R. David Murray <rdmur...@bitdance.com> added the comment:

Thanks for taking a crack at this.  IMO the thing that needs to be fixed here 
is that receiving an invalid cookie makes it difficult to receive the valid 
cookies.  I'd love to accept your patch, but "silently ignore" sounds like a 
bad idea and is something we try to avoid in Python where practical.  In the 
email package we have a mechanism for reporting RFC violations (the defects 
attribute).  And we make as much sense of the input as we can, even if it is 
invalid, and preserve it.  We even allow generation of some RFC-invalid stuff, 
though we have plans to make applications work harder to do that in the future.
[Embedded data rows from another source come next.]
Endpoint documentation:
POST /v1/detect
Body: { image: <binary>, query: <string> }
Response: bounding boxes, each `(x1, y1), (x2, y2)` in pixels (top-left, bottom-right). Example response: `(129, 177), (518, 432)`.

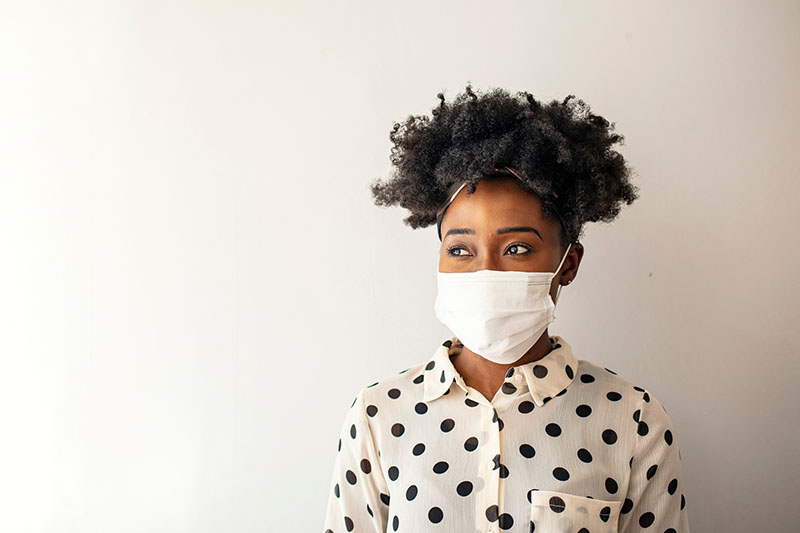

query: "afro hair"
(370, 83), (638, 247)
So I think your harder fix (accept the RFC-invalid cookies as long as there is 
some sensible way to parse them, but reject creating them) is the right 
approach.  I could also see the possibility of accepting a feature request for 
adding the ability to explicitly create RFC-invalid cookies, if someone can 
demonstrate a use case for doing so.  Other possible follow-on feature requests 
would be a 'defects' facility and/or a way to explicitly request that 
non-compliant cookies be ignored.

Note that in suggesting we reject creating RFC-invalid cookies by default I am 
not expressing an opinion on the relevance of the RFCs to cookie processing "in 
the wild".  Given that there is a standard and we are talking about what to do 
on generation, the obvious answer (by Postel's law) is that we ought to 
generate standards-compliant cookies.